E2CDA: Type I: Collaborative Research: A Fast 70mV Transistor Technology for Ultra-Low-Energy Computing
University Of California-Santa Barbara, Santa Barbara CA
Investigators
Abstract
Microprocessors containing billions of transistor switches are at the heart of PCs, cell phones, computer servers answering our internet searches, and supercomputers modeling the weather and designing new drugs and aircraft. Modern machinery is controlled by microprocessors; a typical car uses 50. After 50 years of rapid improvement, since 2000 progress has stalled, primarily because the transistors consume too much energy when they switch. As transistors are made smaller, more fit on a chip, and the energy consumed increases. The battery is drained quickly and chip becomes hot. Slowing the switching reduces heating, but then the software runs slowly. In this program, a new transistor design will be investigated. If successful, these transistors will consume 100 times less switching energy, allowing faster, more powerful chips. The challenge is the power supply voltage; reducing the voltage by 2:1 reduces the switching energy 4:1. Between ~1990-2005, voltages were reduced from 5 to 1 Volt.

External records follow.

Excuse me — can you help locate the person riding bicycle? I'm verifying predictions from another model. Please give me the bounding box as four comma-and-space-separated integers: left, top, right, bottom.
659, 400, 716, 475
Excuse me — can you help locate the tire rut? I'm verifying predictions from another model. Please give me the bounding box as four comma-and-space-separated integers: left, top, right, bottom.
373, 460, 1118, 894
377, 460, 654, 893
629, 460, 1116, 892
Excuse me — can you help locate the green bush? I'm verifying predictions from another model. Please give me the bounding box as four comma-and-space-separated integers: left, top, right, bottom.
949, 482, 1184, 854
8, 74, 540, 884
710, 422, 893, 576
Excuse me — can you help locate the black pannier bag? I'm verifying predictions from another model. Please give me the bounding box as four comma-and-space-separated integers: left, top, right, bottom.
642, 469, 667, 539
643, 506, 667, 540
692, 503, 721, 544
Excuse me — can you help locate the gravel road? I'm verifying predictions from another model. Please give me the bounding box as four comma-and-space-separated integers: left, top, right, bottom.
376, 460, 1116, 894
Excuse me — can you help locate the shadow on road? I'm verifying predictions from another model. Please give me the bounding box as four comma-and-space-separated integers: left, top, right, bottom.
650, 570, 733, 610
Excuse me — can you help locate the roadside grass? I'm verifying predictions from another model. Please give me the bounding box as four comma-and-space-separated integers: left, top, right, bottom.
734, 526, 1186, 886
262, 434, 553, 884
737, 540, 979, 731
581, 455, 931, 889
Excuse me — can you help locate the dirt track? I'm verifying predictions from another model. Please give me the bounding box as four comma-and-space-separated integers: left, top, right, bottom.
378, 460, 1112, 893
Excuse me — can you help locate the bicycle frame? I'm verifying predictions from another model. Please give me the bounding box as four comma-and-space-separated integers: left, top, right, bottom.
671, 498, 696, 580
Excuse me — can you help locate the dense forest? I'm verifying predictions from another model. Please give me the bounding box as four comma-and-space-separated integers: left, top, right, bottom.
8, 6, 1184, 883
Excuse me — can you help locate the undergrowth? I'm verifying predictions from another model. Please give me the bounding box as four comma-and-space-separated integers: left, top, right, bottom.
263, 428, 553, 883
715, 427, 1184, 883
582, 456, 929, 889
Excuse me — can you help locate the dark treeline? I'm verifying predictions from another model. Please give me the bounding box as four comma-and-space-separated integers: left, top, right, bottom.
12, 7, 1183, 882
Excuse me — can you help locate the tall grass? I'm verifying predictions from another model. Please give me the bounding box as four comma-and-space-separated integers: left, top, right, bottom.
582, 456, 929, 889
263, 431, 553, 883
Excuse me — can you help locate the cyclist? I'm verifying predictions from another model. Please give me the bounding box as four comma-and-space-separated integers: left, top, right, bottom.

Unfortunately, with normal (MOS) transistor switches, below ~0.7 Volts the transistor's switching becomes imperfect, with the transistor not turning completely off. This finite off-state leakage current increases energy consumption, hence it has not been possible to supplies much below 0.7 Volts. Ten years ago, tunnel transistors were proposed, as these can turn off nearly completely even at supplies as low as 0.3 Volts. Unfortunately, tunnel transistors do not turn on well, and microprocessors using them will therefore operate slowly. This limitation becomes much worse if the supply is dropped to 0.1 Volts. This program will research a new design, the triple-heterojunction tunnel transistor. This has added semiconductor junction layers which increased the on-current by as much as 100:1. If successful, rapidly-switching microprocessors will be feasible with even a 0.07V supply, and would consume as little as 1% of the energy of today's technology.